The results suggested that “the BREX system appears to target foreign DNA in a manner that prevents it from replicating once inside a bacterial cell, in a manner that depends upon DNA binding and subsequent ATP hydrolysis by the BrxL factor,” said Dr. Stoddard.
This was a surprising result. “The biochemical function (DNA binding) that we elucidated for BrxL was a completely unexpected finding from this study,” said Dr. Stoddard. “Prior to this work, it was believed (based on sequence homology) that BrxL was likely a protease (the ‘L’ in its name actually stands for ‘Lon Protease homologue), which was an incorrect assumption.”
The results from this study provide valuable insights to motivate future research. “The determination of the structure of BrxL bound to DNA, along with the prediction of additional DNA-binding folds for several other BREX factors, leads us to now hypothesize that the BREX system acts by searching for and recognizing phage-specific DNA replication origins and then imposing a block on the ability of that DNA to undergo replication during the natural infective cycle of the virus,” explained Dr. Stoddard. “We are now designing experiments to prove or disprove this idea, by examining 1) whether BrxL specifically recognizes DNA sequences found within or near the viral (bacteriophage) DNA replication origin, and 2) if such a recognition event triggers the subsequent assembly of additional BREX factors at that site, leading to inhibition of viral DNA replication.”

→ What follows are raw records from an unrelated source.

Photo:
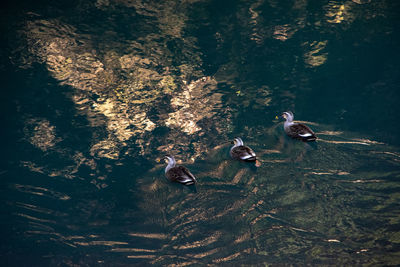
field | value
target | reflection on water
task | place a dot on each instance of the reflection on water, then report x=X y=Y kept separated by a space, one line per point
x=116 y=90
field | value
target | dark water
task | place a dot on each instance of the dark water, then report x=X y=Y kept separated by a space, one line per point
x=94 y=93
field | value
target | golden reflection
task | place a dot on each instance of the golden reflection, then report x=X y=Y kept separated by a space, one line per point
x=204 y=254
x=40 y=191
x=201 y=243
x=128 y=85
x=283 y=32
x=41 y=134
x=365 y=142
x=196 y=102
x=149 y=235
x=338 y=12
x=141 y=256
x=314 y=57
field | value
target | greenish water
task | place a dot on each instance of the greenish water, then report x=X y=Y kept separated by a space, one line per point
x=95 y=93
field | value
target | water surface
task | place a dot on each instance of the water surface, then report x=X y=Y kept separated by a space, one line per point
x=95 y=93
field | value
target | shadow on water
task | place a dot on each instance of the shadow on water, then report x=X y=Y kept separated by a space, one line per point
x=97 y=92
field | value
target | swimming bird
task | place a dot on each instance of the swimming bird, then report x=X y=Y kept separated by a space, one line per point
x=297 y=130
x=242 y=152
x=178 y=174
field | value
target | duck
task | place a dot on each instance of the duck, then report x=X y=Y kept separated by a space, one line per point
x=242 y=152
x=178 y=174
x=297 y=130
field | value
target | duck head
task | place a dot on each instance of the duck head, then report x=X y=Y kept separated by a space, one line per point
x=237 y=142
x=171 y=162
x=288 y=116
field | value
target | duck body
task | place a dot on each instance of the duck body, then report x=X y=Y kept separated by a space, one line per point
x=242 y=152
x=178 y=174
x=297 y=130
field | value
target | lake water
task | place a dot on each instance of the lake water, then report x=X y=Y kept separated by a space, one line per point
x=95 y=93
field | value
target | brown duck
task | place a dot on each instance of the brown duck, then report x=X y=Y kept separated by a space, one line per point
x=297 y=130
x=178 y=174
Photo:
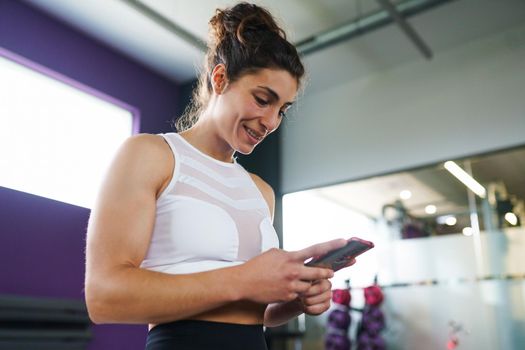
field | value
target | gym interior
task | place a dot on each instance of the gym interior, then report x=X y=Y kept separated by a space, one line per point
x=409 y=132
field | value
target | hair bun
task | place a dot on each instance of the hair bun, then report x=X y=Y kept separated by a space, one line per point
x=242 y=21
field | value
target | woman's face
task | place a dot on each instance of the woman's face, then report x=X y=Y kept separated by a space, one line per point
x=253 y=106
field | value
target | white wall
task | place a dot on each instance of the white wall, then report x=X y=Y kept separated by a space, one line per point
x=465 y=101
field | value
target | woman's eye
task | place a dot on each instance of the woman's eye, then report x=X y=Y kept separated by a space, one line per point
x=261 y=101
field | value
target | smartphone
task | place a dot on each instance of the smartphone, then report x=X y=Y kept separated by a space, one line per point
x=339 y=258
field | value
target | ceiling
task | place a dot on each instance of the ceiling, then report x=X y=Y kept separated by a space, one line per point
x=453 y=23
x=146 y=41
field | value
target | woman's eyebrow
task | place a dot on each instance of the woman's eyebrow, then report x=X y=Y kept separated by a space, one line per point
x=274 y=94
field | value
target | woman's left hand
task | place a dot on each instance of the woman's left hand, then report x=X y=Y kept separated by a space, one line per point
x=317 y=298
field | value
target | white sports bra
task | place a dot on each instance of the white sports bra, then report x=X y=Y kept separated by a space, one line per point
x=211 y=215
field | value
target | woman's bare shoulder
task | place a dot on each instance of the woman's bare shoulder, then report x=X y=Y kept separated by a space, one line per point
x=148 y=154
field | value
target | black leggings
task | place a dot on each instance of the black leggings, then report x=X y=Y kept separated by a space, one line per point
x=204 y=335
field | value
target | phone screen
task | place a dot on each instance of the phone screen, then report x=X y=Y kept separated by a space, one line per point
x=339 y=258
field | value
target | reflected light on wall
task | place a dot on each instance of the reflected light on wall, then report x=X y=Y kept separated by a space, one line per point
x=451 y=220
x=430 y=209
x=56 y=140
x=468 y=231
x=405 y=194
x=511 y=218
x=465 y=178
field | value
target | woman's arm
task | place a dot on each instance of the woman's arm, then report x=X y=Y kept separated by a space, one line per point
x=120 y=228
x=313 y=301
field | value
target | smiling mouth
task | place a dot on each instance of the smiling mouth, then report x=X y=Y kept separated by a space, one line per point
x=253 y=134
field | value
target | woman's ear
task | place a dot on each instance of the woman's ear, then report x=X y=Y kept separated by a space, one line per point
x=219 y=78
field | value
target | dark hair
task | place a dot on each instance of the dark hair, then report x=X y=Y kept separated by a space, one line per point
x=245 y=38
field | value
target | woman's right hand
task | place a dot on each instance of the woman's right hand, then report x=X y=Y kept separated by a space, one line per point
x=280 y=276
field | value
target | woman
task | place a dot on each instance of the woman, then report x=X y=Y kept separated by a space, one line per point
x=181 y=235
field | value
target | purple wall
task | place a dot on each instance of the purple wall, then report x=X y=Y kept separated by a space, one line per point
x=42 y=241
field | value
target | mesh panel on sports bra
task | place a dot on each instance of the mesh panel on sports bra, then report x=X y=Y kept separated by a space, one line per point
x=211 y=211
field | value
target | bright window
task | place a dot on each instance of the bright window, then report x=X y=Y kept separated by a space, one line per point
x=56 y=139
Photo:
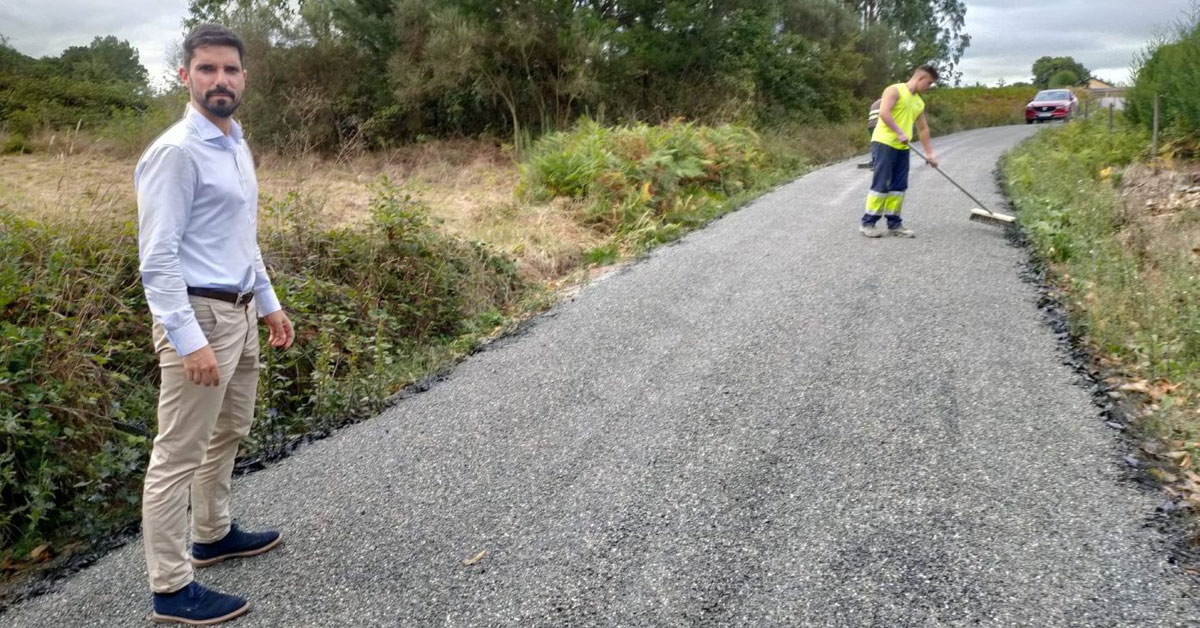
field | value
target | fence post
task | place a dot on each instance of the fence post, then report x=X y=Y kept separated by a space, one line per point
x=1153 y=142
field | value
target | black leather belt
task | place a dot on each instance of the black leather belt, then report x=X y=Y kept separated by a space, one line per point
x=225 y=295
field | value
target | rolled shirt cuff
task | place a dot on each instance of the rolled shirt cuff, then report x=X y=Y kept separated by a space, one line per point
x=187 y=339
x=267 y=301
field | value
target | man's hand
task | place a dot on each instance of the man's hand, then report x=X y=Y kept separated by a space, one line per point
x=281 y=329
x=201 y=366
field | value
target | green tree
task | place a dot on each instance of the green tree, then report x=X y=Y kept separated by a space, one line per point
x=106 y=59
x=931 y=30
x=1063 y=78
x=1047 y=67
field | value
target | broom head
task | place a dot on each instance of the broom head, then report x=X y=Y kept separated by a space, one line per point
x=991 y=217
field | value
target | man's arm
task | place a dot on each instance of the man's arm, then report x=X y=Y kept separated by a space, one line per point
x=269 y=309
x=923 y=132
x=166 y=185
x=891 y=96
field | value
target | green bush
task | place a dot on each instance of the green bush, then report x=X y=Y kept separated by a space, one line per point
x=1171 y=71
x=1129 y=301
x=952 y=109
x=373 y=309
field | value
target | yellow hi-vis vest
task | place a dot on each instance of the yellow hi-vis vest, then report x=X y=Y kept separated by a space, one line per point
x=909 y=107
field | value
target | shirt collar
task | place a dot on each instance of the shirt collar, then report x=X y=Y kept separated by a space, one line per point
x=208 y=130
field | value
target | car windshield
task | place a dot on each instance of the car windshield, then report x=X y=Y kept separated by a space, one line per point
x=1056 y=95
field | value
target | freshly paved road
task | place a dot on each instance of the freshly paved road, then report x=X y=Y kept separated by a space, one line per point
x=775 y=422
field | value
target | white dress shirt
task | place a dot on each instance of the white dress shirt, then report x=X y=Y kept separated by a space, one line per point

This work highlights the importance of curiosity-driven basic science research in making discoveries that advance fundamental scientific knowledge. “The Center itself has provided significant seed and bridge funding, partially through the Basic Sciences endowment, that has allowed us to pursue this line of research,” said Dr. Stoddard. “This study is one of the first to report on structures that were determined using the Center’s new CryoEM microscopes and data collection facility.”
Dr. Stoddard also emphasized the collaborative nature of this work, which was conducted with investigators at New England Biolabs and Dr. Brett Kaiser’s research group at Seattle University. “Brett is the co-senior author of this study, along with myself,” said Dr. Stoddard. “His group is comprised entirely of talented young undergraduates, most of whom experienced their first true research laboratory experience while working on this project.” He also credits Dr. Betty Shen, a staff scientist in his lab and the first author of this paper. “These findings and observations were all the result of Betty’s extraordinary efforts to visualize multiple forms of the BrxL protein.”
This work was supported by New England Biolabs, Fred Hutchinson Cancer Center, the National Institutes of Health, the National Institute of General Medical Sciences, Howard Hughes Medical Institute, and the U.S Department of Energy.
The Fred Hutch/University of Washington/Seattle Children’s Cancer Consortium member Dr. Barry Stoddard contributed to this work.
Shen BW, Doyle LA, Werther R, Westburg AA, Bies DP, Walter SI, Luyten YA, Morgan RD, Stoddard BL, Kaiser BK. 2023. Structure, substrate binding and activity of a unique AAA+ protein: the BrxL phage restriction factor. Nucleic Acids Research. Epub ahead of print.